(This article was originally published at Statistical Modeling, Causal Inference, and Social Science, and syndicated at StatsBlogs.)
As I’ve written here many times, my experiences in social science and public health research have left me skeptical of statistical methods that hypothesize or try to detect zero relationships between observational data (see, for example, the discussion starting at the bottom of page 960 in my review of causal inference in the American Journal of Sociology). In short, I have a taste for continuous rather than discrete models.
As discussed in the above-linked article (with respect to the writings of cognitive scientist Steven Sloman), I think that common-sense thinking about causal inference can often mislead.
In many cases, I have found that that the theoretical frameworks of instrumental variables and potential outcomes (for a review see, for example, chapters 9 and 10 of my book with Jennifer) help clarify my thinking.
Here is an example that came up in a recent blog discussion. Computer science student Elias Bareinboim gave the following example: “suppose we know nothing about the world, except that one causal link is missing (e.g., skin color does not affect intellectual capacity).” Bareinboim describes this as a “transparent set of assumptions” but to me it’s not transparent at all. That’s ok, that’s my problem not his. But to resolve my problem, I’ll bring out my tools to understand it.
What does it mean to say that “skin color does not affect . . .”? I have to imagine an alteration of skin color. There are different ways to do this. For example, I could go to the beach and get a tan. This could well negatively affect my cognitive skills (we can call this the Jersey Shore theory). Or maybe at conception you could switch some of my genes around. Assuming this sort of manipulation were technically possible, it would change other things about me than skin color. That’s ok. Similarly, tanning has effects other than changing my skin, it also puts me at the beach (or the tanning salon) rather than in the library where I might be improving my intelligence.

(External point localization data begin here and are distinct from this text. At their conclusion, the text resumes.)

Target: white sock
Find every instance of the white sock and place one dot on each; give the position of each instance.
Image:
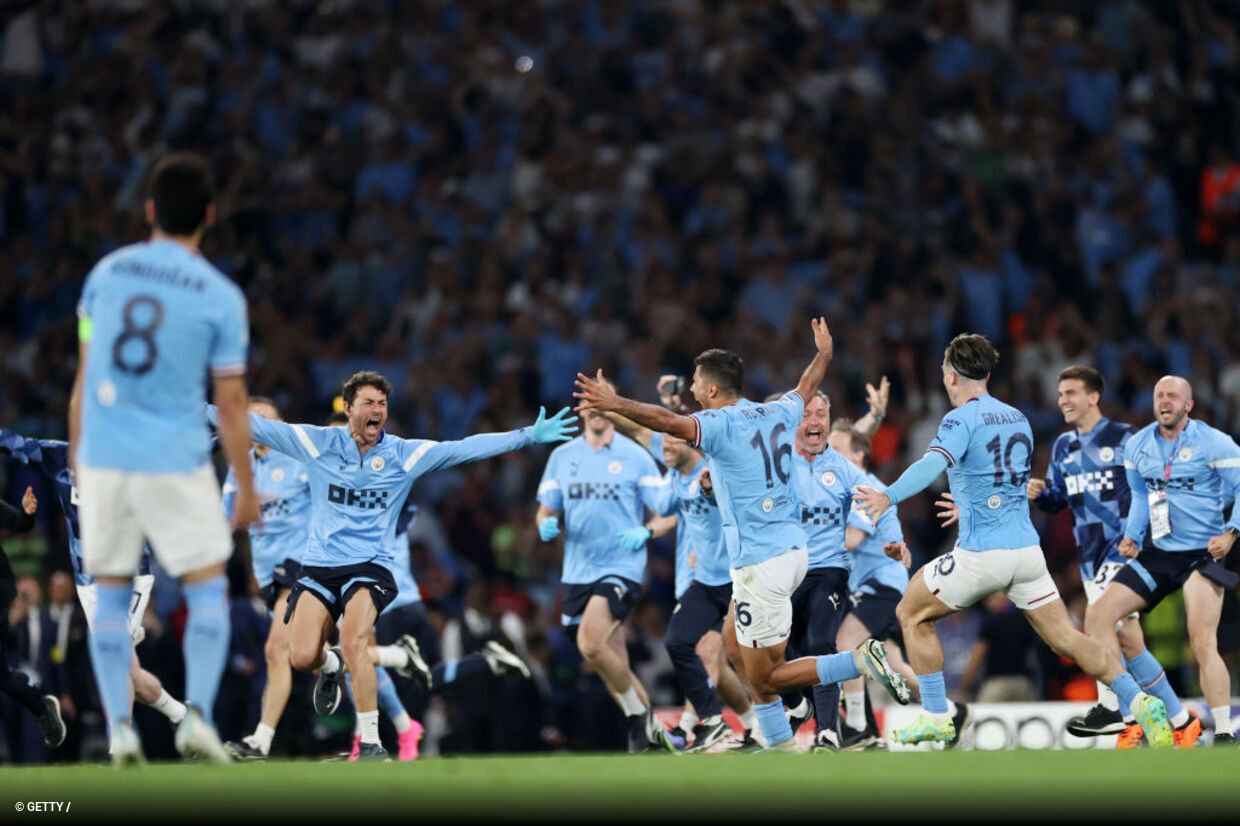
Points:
(1222, 719)
(262, 738)
(370, 723)
(169, 706)
(630, 703)
(331, 664)
(1106, 697)
(393, 656)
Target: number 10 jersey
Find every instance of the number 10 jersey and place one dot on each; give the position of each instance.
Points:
(988, 447)
(158, 318)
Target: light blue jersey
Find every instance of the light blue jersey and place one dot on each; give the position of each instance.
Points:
(825, 490)
(161, 320)
(988, 447)
(1200, 475)
(750, 452)
(600, 492)
(283, 486)
(871, 564)
(355, 499)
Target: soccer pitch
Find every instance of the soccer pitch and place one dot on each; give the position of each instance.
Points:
(952, 785)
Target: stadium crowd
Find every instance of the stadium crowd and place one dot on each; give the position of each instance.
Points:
(623, 185)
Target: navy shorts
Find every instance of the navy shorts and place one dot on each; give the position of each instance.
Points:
(283, 576)
(1155, 574)
(699, 609)
(877, 610)
(620, 593)
(335, 586)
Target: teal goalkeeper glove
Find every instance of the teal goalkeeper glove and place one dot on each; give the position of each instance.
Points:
(557, 428)
(634, 538)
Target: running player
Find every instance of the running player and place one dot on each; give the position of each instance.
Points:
(356, 475)
(599, 483)
(51, 457)
(1182, 474)
(986, 448)
(1086, 474)
(155, 319)
(749, 448)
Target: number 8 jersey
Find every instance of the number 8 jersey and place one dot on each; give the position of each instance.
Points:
(750, 452)
(156, 319)
(988, 447)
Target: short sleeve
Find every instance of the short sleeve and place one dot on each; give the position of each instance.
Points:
(952, 437)
(232, 336)
(549, 492)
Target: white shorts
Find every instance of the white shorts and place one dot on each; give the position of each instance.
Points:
(960, 578)
(89, 598)
(763, 597)
(177, 514)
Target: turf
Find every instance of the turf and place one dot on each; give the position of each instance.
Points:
(995, 786)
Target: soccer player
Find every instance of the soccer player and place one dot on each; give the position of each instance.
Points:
(703, 589)
(155, 319)
(876, 584)
(1182, 473)
(1086, 474)
(599, 483)
(357, 475)
(51, 457)
(825, 479)
(986, 448)
(46, 708)
(275, 545)
(749, 449)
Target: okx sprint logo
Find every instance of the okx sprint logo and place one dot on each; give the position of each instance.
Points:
(363, 499)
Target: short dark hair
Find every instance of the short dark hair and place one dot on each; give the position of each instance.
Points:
(264, 399)
(365, 378)
(724, 368)
(971, 355)
(181, 187)
(1089, 376)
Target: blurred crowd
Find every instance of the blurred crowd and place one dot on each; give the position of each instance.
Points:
(479, 200)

All of this is the “instrumental variables” way of thinking about the world. If you want to understand the effect of some observed condition X on an outcome Y, you manipulate some instrument I that affects X, then you look at the effects of I on X and on Y.
The example X = skin color is typical in that there are different possible instruments that can be imagined, and these will have different effects on Y. For that reason, I find a claim such as “skin color does not affect intellectual capacity” to be undefined (until I know what instrument is being considered to affect skin color) and implausible, in that any instruments I can think of would have some (possibly small) effects on intellectual capacity. This is the “potential outcome” approach: we consider possible outcomes under different potential treatments (that is, different assignments of the instrument).
For an applied example, you can see our 1990 article on incumbency advantage, where we were explicit in defining conditions and potential outcomes. The point is that in studying such causal relations, it can be helpful to define the manipulation or instrument explicitly, even if it only has a theoretical existence. In that sense, instrumental variables and potential outcomes are a sort of accounting principle, giving us a tool to define as precisely as possible what we are studying.